In a recent situation alluded to by The Bulletin, the Bureau of Land Management elected to approve 133 miles of route maintenance on Steens Mountain. However, the agency did so without the required environmental analysis or public input. In failing to conduct such analysis, it did not consider the impacts of upgrading these routes to wildlife such as greater sage-grouse that have experienced rapidly declining populations over the past several decades, or to users who actually value these areas for their rugged and undeveloped character.

A similar approach led this same agency to illegally build over 30 miles of roads on Steens Mountain in federally protected wilderness and wilderness study areas in 2009. It was ultimately reprimanded by its own state office and is being required to rehabilitate these areas at a significant cost to taxpayers and still-unknown cost to the ecological health of the area.

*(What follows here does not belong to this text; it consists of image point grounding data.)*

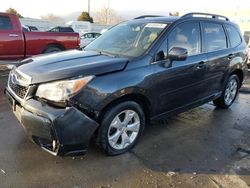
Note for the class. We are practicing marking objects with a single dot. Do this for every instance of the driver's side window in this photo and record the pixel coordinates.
(186, 35)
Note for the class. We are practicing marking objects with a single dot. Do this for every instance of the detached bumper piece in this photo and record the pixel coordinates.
(58, 131)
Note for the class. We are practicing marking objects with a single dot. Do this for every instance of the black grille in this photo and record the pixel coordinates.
(19, 90)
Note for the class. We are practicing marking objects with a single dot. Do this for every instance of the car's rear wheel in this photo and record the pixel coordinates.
(121, 127)
(229, 94)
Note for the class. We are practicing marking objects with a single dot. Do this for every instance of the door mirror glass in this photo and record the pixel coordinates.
(177, 54)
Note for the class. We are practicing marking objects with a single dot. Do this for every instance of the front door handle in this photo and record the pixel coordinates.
(200, 65)
(13, 35)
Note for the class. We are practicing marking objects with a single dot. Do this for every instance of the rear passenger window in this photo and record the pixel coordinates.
(215, 38)
(234, 35)
(5, 23)
(186, 35)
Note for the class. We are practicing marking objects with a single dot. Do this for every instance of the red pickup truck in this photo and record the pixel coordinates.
(16, 44)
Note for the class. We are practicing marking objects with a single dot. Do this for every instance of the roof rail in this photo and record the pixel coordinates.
(200, 14)
(147, 16)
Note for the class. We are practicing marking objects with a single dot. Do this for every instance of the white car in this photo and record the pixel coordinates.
(88, 38)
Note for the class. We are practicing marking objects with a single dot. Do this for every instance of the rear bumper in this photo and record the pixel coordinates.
(56, 130)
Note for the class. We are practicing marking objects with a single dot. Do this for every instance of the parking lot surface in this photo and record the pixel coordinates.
(203, 147)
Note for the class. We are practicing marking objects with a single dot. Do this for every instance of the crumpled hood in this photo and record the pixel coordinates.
(68, 64)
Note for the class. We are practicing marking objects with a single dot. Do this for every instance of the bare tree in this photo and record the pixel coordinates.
(106, 15)
(51, 17)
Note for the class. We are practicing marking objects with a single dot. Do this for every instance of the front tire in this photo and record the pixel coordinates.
(121, 127)
(229, 94)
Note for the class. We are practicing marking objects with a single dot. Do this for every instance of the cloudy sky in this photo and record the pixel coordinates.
(35, 8)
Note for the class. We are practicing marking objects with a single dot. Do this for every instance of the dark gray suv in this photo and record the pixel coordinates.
(137, 71)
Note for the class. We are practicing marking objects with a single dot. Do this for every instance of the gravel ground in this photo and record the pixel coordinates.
(203, 147)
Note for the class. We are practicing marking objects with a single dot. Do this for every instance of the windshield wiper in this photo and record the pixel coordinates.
(104, 53)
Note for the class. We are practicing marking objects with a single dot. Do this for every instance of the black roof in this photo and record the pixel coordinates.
(171, 19)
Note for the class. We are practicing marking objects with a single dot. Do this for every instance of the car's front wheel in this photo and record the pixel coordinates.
(121, 127)
(229, 94)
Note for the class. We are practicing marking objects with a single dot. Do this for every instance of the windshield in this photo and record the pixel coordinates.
(127, 39)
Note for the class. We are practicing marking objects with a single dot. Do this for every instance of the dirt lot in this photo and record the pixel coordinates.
(204, 147)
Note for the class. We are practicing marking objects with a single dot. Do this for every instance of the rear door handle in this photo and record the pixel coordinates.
(13, 35)
(200, 65)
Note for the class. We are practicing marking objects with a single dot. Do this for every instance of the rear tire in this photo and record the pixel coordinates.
(121, 127)
(52, 49)
(229, 94)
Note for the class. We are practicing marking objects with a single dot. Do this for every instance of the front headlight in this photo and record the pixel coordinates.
(60, 91)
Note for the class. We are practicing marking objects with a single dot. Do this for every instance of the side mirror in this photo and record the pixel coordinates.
(177, 54)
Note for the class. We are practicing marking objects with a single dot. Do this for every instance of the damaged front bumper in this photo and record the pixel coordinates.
(60, 131)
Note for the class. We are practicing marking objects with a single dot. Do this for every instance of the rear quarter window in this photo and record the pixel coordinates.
(234, 35)
(215, 37)
(5, 23)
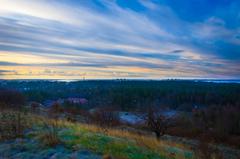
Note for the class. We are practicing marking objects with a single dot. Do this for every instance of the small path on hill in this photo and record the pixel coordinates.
(30, 149)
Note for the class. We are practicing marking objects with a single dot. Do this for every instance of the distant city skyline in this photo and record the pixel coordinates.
(110, 39)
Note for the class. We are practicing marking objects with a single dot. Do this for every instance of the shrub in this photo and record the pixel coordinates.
(12, 124)
(157, 122)
(48, 134)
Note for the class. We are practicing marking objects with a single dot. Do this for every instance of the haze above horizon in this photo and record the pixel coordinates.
(109, 39)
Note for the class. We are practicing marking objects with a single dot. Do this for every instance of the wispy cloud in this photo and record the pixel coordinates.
(71, 40)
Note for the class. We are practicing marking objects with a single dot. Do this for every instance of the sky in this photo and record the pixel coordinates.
(112, 39)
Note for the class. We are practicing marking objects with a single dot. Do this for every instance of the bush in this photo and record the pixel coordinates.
(48, 134)
(157, 123)
(13, 124)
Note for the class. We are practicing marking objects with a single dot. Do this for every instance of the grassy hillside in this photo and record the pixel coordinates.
(50, 137)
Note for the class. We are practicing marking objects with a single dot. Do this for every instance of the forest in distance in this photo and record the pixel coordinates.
(193, 116)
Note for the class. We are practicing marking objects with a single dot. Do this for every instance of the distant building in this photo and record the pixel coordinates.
(77, 100)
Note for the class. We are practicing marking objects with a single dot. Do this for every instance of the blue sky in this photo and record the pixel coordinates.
(108, 39)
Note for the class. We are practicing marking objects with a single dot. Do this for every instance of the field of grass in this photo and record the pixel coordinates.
(113, 142)
(48, 135)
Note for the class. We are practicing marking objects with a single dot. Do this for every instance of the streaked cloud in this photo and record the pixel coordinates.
(106, 39)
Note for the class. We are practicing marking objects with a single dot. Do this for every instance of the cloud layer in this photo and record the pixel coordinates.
(119, 39)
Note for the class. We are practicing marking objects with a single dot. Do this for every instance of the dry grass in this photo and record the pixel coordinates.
(149, 142)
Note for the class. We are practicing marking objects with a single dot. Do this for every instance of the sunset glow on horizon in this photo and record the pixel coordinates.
(109, 39)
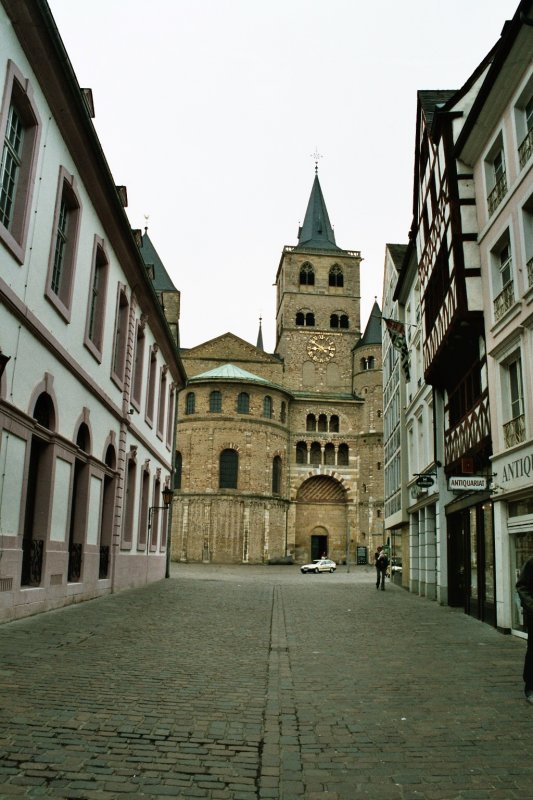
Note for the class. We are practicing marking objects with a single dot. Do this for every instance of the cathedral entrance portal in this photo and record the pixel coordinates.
(321, 519)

In addition, the BLM had also attempted to “maintain” dozens of miles of roads on Steens Mountain only a few years ago. Thanks to efforts by ONDA volunteers, the roads were found to not even exist on the ground and the BLM was ultimately directed to revise its maintenance plans. Such roads would have dramatically changed the character of a place that Oregonians care deeply about.

The Bulletin editorial characterized ONDA’s objection to the route maintenance as an obstacle to access for livestock management and fire response. This is inaccurate. The routes in question are not the well-groomed or well-traveled gravel roads one might imagine. In fact, these routes are and have always been little-used two-tracks or completely overgrown paths in areas that are prized for their remote and wild character.

Access for livestock management has continued in the area for many years, and the seasonal use by such operators does not require extensive maintenance that could be allowed by the BLM decision. Fire risk is a valid concern on public lands, but improving and maintaining the routes in this situation could actually create more risk than it would solve by potentially increasing the spread of invasive weeds that further worsen the fire risk.

The BLM and other agencies make thousands of decisions every year that are not legally challenged, so we need to be careful when jumping to the conclusion that a particular legal challenge was unjustified. I’m not suggesting that The Bulletin’s assertion is wrong in all cases, but in the case of Steens Mountain, I can assure you that legal action was balanced by efforts to reach out to agencies to resolve concerns, and clear information was provided to the agency pointing out the flaws in its proposed approach and findings.

When a federal agency chooses to ignore such information and violates its own policies and best available information, the public has the right, and one could argue obligation, to voice its concerns. Doing so improves the management and health of our public lands and is a positive example of democracy and the involvement of the public in the management of its public lands.